Я жил двойной жизнью: читал зарубежную подпольную литературу разных толков и направлений, спорил с приятелями, ждал и готовился к конференции, обсуждал планы поездок по России после нашего съезда — и в то же время отдавался новой родине, мечтательному прошлому, грустным и сладким воспоминаниям о том, чего никогда со мной не было, но что было сильней, ярче, дороже всего пережитого в действительности.

Приехали Залуцкий, Шварцман, Степан, Сурен. Из Лейпцига Пятницкий известил, что один из явочных адресов провалился и что часть делегатов, вероятно, арестована. Со дня на день ждали приезда Ленина, Зиновьева, Каменева. Ознакомившись подробно с зарубежными социал-демократическими группами, мы, русские делегаты, решили, что конференция созывается в очень узком и ограниченном составе, что некоторые инакомыслящие течения тоже должны принять участие в наших работах. Взглядов их представителей мы не разделяли, но полагали, что для большей авторитетности конференции, их следует нам пригласить. Мы послали пригласительные письма Плеханову, Троцкому, Богданову, Луначарскому, Алексинскому.

Спустя несколько дней на квартиру, запыхавшись, прибежал Серго, очень встревоженный.

— Одевайтесь, — сказал он, — приехал товарищ Ленин. Сердитый!
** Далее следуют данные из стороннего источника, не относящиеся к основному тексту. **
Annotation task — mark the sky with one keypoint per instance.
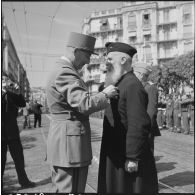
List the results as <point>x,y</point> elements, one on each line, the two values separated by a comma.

Ай, ай, ай! — Серго цокнул языком, засвистел и покачал головой. — Ругается. Очень ругается.

Мы поспешно вышли на улицу. В комнате Серго мы застали Леонида и других делегатов. Ленин сидел обособленно на стуле, в чёрном пальто, застёгнутом на все пуговицы, глубоко надвинув на лоб котелок и опираясь на трость. Рыжие усы у него топорщились. Он сдержанно и холодно поздоровался, внимательно, не дружелюбно и остро оглядел нас, расправил быстрым и привычным жестом усы, поводя по ним указательным пальцем, сухо, отчуждённо и жёстко спросил:

— Ну, так как же: широкую конференцию предполагаете созвать? С Плехановым, может быть, с Мартовым и Даном?

Кто-то ответил, что Мартова и Дана мы не приглашали, а другие социал-демократические группы привлечь следует. Не отвечая на защитительные доводы, Ленин желчно перебил:

— Привлекайте, привлекайте. Имеете все права привлекать кого угодно. Жаль только, что вы не спросили предварительно нашу группу, хотим ли мы с приглашёнными вами сидеть за одним столом?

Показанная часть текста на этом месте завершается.